My favorite SEO tool now has a new featured called Link Opportunities.

Here’s a quick 4 minute walkthrough of the new feature:

I tested this on some of our sites and it’s working quite well.

When you’re launching a new page and want to build backlinks, a site:domain.com “keyword phrase” search usually does the job well enough.

But when you want to build new backlinks to a page that’s already been around for a while, one of the most mindnumbing tasks of a project like this is to check whether a relevant page is already linking to your target page. True, it’s just a quick viewing of the page source code and searching for the URL, but even spending 8 minutes on a task like this is 8 minutes too much in my book.

What makes Ahref’s Link Opportunities tool cool is that:

  • it checks whether there already exists a link between the pages, and if yes, it won’t suggest placing a link
  • it looks at the top 10 keyword phrases of your target page and crawls your site for these. (rather than just going for the main keyword phrase, or manually looking up what the top keyword phrases for the page are, and then requiring you to type them in a convoluted boolean search string into Google.

One more reason to give Ahrefs some love.

INK – AI-powered text editor with SEO optimization tips

If you’re writing a lot of content and have a firm grip on SEO fundamentals, this won’t be a game-changer, but it still can be a useful tool to streamline your content creation process a bit.

INK is basically a SEO-friendly text editor with a distraction-free mode. (And btw, it also checks your grammar and spelling.)

If you’ve been toying around with a few SEO-writing tools in the past and they all failed to impress you, this is one tool worth checking out, because it definitely is above and beyond any of the text editors with built-in SEO features that have been available on the market so far.

Here’s how INK works:

  1. You write content.
  2. You enter the main keyword phrase you’re going for.
  3. INK analyses the best-performing content piece for that keyword phrase and reverse-engineers what’s working.
  4. It then uses the analysis to score your content and provide suggestions on how to improve your score, thus improving your chances for ranking in the SERPs
  5. You can even integrate it with your publishing platform (e.g. WordPress), and publish straight from INK.

It’s clear that the makers of this tool intent to solve a problem that is worth solving: if you’re creating web content that aims to rank in Google and capture organic search traffic, currently you’re probably using different tools for different parts of the process. INK aims to create one unified platform for you, so you don’t have to switch between different tools to get the job done anymore.

It definitely has a beautiful UI/UX, which is great to see as well, since tools in the SEO space oftentimes are pretty atrociously designed.
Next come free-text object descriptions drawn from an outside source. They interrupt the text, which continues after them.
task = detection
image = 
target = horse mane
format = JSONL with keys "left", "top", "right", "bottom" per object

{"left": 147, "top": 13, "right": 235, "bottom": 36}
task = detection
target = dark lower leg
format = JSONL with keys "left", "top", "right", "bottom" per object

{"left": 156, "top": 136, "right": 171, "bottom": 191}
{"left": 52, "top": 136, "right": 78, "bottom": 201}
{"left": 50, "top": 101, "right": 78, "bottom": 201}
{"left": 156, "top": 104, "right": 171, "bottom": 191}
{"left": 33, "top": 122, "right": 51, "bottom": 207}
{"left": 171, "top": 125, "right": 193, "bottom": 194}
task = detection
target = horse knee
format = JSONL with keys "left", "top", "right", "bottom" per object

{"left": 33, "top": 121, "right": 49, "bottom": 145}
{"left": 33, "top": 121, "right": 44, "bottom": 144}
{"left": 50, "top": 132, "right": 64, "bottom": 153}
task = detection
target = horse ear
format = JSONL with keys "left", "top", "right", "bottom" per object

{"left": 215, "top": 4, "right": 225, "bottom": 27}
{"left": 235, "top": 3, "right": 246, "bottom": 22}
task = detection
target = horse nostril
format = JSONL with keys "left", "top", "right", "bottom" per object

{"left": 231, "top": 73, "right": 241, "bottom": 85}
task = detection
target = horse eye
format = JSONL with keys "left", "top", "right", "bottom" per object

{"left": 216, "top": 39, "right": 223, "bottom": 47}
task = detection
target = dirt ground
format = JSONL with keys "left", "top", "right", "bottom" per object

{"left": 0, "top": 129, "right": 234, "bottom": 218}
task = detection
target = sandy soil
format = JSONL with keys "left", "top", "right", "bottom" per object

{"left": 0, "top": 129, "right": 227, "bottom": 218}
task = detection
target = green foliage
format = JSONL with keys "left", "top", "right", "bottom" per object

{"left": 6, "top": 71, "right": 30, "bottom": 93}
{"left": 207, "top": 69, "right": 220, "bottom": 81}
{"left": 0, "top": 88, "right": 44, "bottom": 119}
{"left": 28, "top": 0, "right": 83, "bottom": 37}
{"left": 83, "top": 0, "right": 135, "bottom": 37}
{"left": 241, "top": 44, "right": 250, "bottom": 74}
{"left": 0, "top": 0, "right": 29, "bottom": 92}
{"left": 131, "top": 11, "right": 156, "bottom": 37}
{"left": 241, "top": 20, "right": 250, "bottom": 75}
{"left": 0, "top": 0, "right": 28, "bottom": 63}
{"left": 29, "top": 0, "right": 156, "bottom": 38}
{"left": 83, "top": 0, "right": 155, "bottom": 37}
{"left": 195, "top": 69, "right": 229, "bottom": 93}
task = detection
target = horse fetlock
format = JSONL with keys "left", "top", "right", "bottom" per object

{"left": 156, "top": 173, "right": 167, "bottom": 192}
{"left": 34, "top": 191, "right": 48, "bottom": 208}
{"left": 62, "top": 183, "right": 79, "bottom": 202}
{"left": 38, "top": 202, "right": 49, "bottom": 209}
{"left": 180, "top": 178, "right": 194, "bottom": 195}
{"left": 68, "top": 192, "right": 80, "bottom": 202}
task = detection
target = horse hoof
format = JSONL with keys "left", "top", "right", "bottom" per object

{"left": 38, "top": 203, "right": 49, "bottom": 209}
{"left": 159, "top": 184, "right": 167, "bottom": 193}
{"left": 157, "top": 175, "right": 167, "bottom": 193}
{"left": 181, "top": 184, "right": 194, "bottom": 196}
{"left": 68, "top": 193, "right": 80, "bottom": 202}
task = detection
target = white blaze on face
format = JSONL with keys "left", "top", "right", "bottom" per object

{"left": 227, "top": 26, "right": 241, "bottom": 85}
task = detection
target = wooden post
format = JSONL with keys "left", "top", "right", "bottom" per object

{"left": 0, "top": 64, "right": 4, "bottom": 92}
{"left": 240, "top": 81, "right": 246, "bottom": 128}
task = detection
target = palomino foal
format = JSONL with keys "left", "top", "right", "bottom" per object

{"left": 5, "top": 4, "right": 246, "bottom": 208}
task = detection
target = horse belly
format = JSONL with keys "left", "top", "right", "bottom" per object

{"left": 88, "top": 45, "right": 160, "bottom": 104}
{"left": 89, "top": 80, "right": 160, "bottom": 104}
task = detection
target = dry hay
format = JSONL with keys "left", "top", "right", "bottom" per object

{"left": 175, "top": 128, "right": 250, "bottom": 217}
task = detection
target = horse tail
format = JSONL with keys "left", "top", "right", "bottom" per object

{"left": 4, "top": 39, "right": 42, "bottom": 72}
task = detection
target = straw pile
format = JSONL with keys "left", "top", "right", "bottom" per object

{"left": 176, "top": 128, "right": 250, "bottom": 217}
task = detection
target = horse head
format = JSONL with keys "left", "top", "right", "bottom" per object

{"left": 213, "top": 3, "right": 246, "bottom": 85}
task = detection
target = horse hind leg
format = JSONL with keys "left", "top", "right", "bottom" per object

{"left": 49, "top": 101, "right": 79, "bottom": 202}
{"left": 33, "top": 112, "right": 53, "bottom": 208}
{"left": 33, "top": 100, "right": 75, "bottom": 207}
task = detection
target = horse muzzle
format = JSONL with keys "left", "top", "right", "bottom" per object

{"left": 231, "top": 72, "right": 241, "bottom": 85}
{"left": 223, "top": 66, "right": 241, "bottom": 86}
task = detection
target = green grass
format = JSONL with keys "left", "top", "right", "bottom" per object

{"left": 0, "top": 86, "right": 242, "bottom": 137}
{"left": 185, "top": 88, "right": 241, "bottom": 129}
Is INK the right tool for you?

If you have an advanced understanding of SEO, and tools like AHREFs, SEMrush, and others in that category already at your disposal, this tool won’t be able to replace your current toolset. At best, it’ll be an option to consider when you just want to crank out some quick content without having to go through the entire laborious process of researching and optimizing a piece of content from scratch. If you’re not going after a hyper-competitive keyword phrase, INK could be a valid option to say goodbye to hours of SEO research and optimization, and just keep things simple.

But if you’d self-identify as beginner or intermediate level SEO-writer, then this is definitely worth a try—not just because it’s free to use.

And if you have a team of content writers that aren’t SEO wizards, INK could be a great option to elevate the work product your team delivers.